このようにして得られた中胚葉様細胞をBMPの存在下で培養することにより、PGC様細胞へと分化誘導することができる。従って、本発明の第二の側面は、上記(2)の方法により得られた中胚葉様細胞を介して、ヒト多能性幹細胞からヒトPGC様細胞を製造する方法に関する。従って、本発明のヒト多能性幹細胞からヒトPGC様細胞への分化誘導方法は、
I)上記(2)に記載のいずれかの方法に従ってヒト多能性幹細胞から中胚葉様細胞を製造する工程;及び
II)工程I)で得られた中胚葉様細胞をBMPの存在下で培養する工程
を含む。
本発明はまた、前記工程I)及びII)により製造される、多能性幹細胞に由来するPGC様細胞を含む細胞集団も提供する。該細胞集団は、PGC様細胞の精製された集団であることが好ましく、上述の工程III)を経ることで精製された細胞集団であることが好ましい。
倫理ガイドライン
すべての動物実験は京都大学および滋賀医科大学の倫理ガイドラインにしたがって実施した。hiPSCsからhPGCLCsの誘導実験は、京都大学治験審査委員会(施設内倫理委員会)によって承認された。

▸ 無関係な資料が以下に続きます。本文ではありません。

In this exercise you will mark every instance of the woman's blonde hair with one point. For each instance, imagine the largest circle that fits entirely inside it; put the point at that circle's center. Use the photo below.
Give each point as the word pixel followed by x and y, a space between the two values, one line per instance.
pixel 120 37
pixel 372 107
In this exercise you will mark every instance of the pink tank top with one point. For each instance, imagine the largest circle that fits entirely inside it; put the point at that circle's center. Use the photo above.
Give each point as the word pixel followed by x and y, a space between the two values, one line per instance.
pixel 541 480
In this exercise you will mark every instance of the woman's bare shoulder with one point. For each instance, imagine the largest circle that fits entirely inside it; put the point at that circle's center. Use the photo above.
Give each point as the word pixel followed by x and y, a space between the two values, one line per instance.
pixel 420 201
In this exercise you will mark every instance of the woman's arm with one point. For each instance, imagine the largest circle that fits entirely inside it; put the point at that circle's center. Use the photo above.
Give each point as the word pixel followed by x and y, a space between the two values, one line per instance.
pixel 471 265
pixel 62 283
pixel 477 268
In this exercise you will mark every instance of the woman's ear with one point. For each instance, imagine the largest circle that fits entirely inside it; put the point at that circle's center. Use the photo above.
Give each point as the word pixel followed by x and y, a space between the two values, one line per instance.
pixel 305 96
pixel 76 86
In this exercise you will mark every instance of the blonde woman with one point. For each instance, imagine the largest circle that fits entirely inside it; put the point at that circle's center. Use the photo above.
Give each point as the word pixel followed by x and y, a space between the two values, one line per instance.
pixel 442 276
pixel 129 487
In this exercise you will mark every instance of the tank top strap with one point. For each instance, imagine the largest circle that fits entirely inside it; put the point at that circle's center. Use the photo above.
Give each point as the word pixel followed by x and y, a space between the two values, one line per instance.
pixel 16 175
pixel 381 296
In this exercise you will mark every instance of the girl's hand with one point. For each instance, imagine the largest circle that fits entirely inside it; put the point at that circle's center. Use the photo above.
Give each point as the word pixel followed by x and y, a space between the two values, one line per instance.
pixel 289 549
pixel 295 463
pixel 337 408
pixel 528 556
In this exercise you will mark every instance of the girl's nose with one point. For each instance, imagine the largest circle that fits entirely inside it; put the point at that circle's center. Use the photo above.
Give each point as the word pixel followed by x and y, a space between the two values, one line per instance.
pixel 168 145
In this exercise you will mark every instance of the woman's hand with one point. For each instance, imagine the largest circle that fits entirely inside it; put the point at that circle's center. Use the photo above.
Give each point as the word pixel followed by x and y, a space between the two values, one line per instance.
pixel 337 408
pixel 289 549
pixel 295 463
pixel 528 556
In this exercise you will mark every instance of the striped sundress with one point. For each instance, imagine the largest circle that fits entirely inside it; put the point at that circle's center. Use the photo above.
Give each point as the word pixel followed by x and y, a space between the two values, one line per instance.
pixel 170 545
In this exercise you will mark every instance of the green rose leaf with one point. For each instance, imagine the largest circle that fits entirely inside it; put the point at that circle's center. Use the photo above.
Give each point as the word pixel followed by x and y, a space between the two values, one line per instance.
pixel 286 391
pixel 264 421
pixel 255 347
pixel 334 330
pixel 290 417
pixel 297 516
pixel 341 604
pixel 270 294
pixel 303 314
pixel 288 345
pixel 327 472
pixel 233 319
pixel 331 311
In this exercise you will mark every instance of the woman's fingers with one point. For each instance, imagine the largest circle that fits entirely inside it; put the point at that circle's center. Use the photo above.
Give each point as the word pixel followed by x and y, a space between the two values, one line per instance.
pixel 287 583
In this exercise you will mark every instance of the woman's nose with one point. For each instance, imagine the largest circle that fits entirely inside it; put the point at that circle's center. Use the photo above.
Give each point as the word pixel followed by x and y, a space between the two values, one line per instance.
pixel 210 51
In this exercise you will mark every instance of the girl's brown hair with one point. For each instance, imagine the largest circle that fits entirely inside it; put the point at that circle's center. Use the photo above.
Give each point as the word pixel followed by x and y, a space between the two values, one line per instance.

hiPSC株(201B7,585A1,585B1)(Takahashi K, et al.,Cell. 131, 861-872, 2007およびOkita K, et al., Stem Cells. 31, 458-466, 2013)は、マイトマイシンC(MMC)処理SNLフィーダー細胞下で、従来法[20% (v/v) Knockout Serum Replacement(KSR; Life Technologies)、1% GlutaMax (Life Technologies)、0.1 mM 非必須アミノ酸、4 ng/ml 組換えヒトbFGF (Wako)、および0.1 mM 2−メルカプトエタノールを添加したダルベッコ変法イーグル培地(DMEM/F12; Life Technologies)] で維持培養し、続いてフィーダーフリー条件[組換えラミニン511(rLN511E8) (iMatrix-511,Nippi)被覆細胞培養プレート上、StemFitTM( Ajinomoto,Tokyo,Japan) 培地]に順応させた(Nakagawa M, et al.,Sci Rep. 4, 3594, 2014)。継代培養および分化誘導に際し、細胞をシングルセルに分離するためTrypLE Select (Life Technologies)と0.5mM EDTA/PBSの1:1混合溶液で処理し、10 μMのROCKインヒビター(Y-27632;Wako Pure Chemical Industries)を播種後24時間添加した。
BLIMP1-p2A-tdTomato(以下、BTという)またはTFAP2C-p2A-eGFP(以下、AGという) knockin hiPSC株を単離するためのドナーベクターの構築のため、BLIMP1のホモロジーアーム[left(5-prime)arm: 1148bp;right (3-prime)arm: 1192 bp]およびTFAP2Cのホモロジーアーム [left arm: 1144 bp; right arm:1162 bp]をPCRにて増幅し、pCR2.1 vector (TOPO TA Cloning; Life Technologies)へサブクローニングした。それぞれloxP部位が隣接したPGK-Neo カセットまたは PGK-Puroカセットを有するp2A-tdTomato フラグメントまたはp2A-eGFP フラグメントをPCR増幅し、GeneArt Seamless Cloning & Assembly Kit (Life Technologies)を使用してホモロジーアームを含有した上記記載のサブクローンベクターのBLIMP1コード配列または TFAP2Cコード配列の3’末端に挿入した。次に、MC1-DT-A-polyAカセットを制限酵素 NotI/XbaI または SacI/KpnIによって、それぞれBLIMP1-p2A-tdTomatoドナーベクターまたは TFAP2C-p2A-eGFPドナーベクターの右(3’)ホモロジーアームの下流に導入した。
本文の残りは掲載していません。